Asphalt shingles are a popular residential roofing material. These shingles are available in various textures, colors, profiles, and styles to suit all kinds of roofs and home styles. The design of asphalt shingles can give them the look of wood, cedar, and/or slate roofing. They are sustainable, durable, and cost-effective. These shingles may also be recycled or used in paving.

Types Of Asphalt Shingles

asphalt shingles

With the various options of asphalt shingles available, homeowners can give their homes a unique look without having to spend much money. There are organic asphalt shingles which are waterproof. For UV ray protection, ceramic granules can be applied along with a thin layer of asphalt as an adhesive. However, they no longer manufacture organic shingles these days because they are not eco-friendly. Then there are fiberglass asphalt shingles which are made with a combination of ceramic granule(s), asphalt coating on top, and woven fiberglass beneath. These materials help in creating UV-protectant and waterproof shingles. As a result of the low amounts of asphalt in the combination, the shingle is extremely thin and lightweight!

Key Features Of Asphalt Shingle Roofs

asphalt shingle roof

Asphalt is not the only material used in making asphalt shingles.
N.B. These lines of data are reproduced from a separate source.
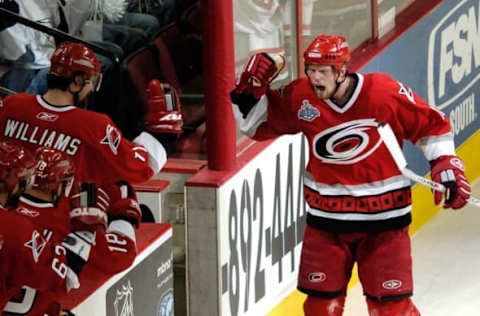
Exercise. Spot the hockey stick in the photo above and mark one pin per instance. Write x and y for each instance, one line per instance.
(386, 134)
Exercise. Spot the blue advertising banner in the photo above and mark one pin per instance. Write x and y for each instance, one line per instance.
(439, 57)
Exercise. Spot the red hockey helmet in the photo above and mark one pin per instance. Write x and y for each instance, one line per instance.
(53, 168)
(327, 50)
(16, 165)
(72, 57)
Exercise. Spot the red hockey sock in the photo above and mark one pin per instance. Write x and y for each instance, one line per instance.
(316, 306)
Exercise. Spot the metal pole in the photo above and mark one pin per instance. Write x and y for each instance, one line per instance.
(219, 77)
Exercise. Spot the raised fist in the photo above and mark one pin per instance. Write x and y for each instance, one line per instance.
(89, 205)
(165, 114)
(259, 71)
(124, 204)
(449, 171)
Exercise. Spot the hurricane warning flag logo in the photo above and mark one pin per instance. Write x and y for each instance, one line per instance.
(454, 55)
(123, 303)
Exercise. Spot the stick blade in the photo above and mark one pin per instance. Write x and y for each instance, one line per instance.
(389, 139)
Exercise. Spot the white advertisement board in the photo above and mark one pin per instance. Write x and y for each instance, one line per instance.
(261, 217)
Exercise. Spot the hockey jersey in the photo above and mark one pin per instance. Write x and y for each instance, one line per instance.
(113, 251)
(97, 147)
(351, 182)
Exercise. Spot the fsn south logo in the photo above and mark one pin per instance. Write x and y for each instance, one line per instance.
(454, 54)
(123, 303)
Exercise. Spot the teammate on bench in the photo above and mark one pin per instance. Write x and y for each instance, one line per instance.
(28, 256)
(359, 202)
(96, 225)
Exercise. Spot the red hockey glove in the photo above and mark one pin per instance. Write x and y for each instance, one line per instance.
(124, 204)
(88, 208)
(259, 71)
(449, 171)
(165, 114)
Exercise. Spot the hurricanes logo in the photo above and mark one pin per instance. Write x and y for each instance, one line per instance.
(308, 112)
(112, 138)
(36, 244)
(123, 301)
(347, 143)
(166, 305)
(392, 284)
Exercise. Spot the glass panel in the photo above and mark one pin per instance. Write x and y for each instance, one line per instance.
(350, 18)
(387, 10)
(269, 26)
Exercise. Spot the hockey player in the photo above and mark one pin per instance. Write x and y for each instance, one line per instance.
(81, 223)
(56, 120)
(27, 257)
(359, 203)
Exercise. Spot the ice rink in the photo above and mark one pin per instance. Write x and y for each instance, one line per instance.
(446, 256)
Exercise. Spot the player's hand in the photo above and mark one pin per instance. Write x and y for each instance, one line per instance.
(165, 114)
(259, 71)
(450, 171)
(124, 204)
(89, 205)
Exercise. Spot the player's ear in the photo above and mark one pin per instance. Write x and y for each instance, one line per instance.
(342, 73)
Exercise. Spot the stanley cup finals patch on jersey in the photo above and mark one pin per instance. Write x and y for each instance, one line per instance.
(308, 112)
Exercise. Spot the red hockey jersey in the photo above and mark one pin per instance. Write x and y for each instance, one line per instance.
(113, 251)
(96, 145)
(351, 182)
(28, 257)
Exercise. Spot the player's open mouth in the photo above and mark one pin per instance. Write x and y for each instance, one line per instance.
(319, 88)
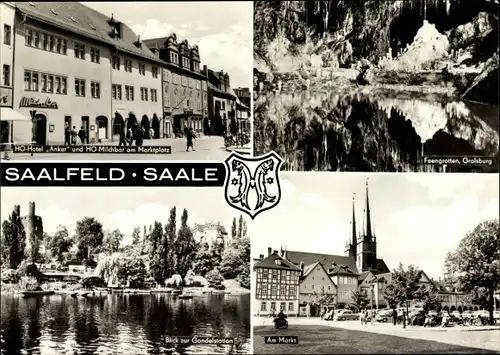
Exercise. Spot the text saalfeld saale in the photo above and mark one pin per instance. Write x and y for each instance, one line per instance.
(196, 174)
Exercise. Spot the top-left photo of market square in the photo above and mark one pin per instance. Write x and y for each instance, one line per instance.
(125, 81)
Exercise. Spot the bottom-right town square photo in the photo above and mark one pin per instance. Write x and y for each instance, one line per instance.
(375, 263)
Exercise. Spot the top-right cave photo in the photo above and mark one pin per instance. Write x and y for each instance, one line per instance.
(377, 86)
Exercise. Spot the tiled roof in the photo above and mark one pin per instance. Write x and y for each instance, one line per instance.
(342, 270)
(269, 263)
(308, 269)
(327, 260)
(221, 92)
(385, 276)
(87, 22)
(363, 275)
(381, 267)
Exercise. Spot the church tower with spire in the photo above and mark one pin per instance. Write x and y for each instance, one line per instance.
(367, 242)
(350, 248)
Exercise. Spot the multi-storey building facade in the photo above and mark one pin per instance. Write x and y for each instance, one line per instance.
(136, 90)
(221, 102)
(315, 283)
(7, 14)
(212, 234)
(276, 285)
(184, 85)
(64, 54)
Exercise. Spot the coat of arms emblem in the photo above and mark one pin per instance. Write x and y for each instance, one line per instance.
(252, 183)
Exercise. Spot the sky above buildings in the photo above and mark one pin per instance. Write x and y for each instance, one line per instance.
(223, 31)
(417, 218)
(122, 208)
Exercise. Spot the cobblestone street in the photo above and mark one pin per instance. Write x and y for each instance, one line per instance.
(485, 337)
(206, 148)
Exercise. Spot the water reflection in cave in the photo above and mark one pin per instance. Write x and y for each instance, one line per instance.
(382, 132)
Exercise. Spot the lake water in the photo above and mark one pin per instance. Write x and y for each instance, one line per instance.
(122, 324)
(361, 131)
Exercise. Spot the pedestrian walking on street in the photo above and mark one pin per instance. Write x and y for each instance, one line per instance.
(139, 136)
(82, 135)
(189, 139)
(122, 137)
(73, 135)
(130, 136)
(67, 135)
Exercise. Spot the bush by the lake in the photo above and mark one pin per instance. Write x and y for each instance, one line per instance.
(215, 280)
(29, 283)
(10, 276)
(175, 281)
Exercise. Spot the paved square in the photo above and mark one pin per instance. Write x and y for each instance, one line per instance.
(316, 339)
Depending on the manufacturer, shingle components vary. Many of them contain cement fillers and mineral fiber. However, the asphalt content in most shingles falls between 5 to 35 percent.

Generally, these are the key features that the asphalt shingle roof should have:

1. Underlayment

Underlayment is a water-resistant material. It is installed directly onto the roof, and it protects the roofing system against harsh weather. The main purpose of the underlayment is to prevent water and wind infiltration. It also acts as a seal on your roof. The underlayment is one of the most important roof layers, even though it is not visible.

There are three main types of underlayment — non-bitumen synthetic asphalt, rubberized asphalt, and asphalt-saturated felt. Non-bitumen synthetic is well known for being durable and lightweight. It is made from either polyethylene or polypropylene fibers. It is highly moisture-resistant and is widely used due to its resistance and strength against pests and other elements. Rubberized asphalt is used for all types of applications. This rubber-like material is hard and resilient. It is a type of underlayment that is self-adhering, creating a tight seal for preventing water infiltration in the deck. Asphalt-saturated felt is made from organic fiberglass materials. Although this underlayment is water-resistant, it is not entirely waterproof.

2. Ice And Water Barrier

Your roof needs to be protected from damage caused by wind-driven rain and ice dams by the ice and water barrier. This barrier is a waterproof underlayment membrane. It is designed for protecting the parts of your roof most vulnerable to water and ice damage.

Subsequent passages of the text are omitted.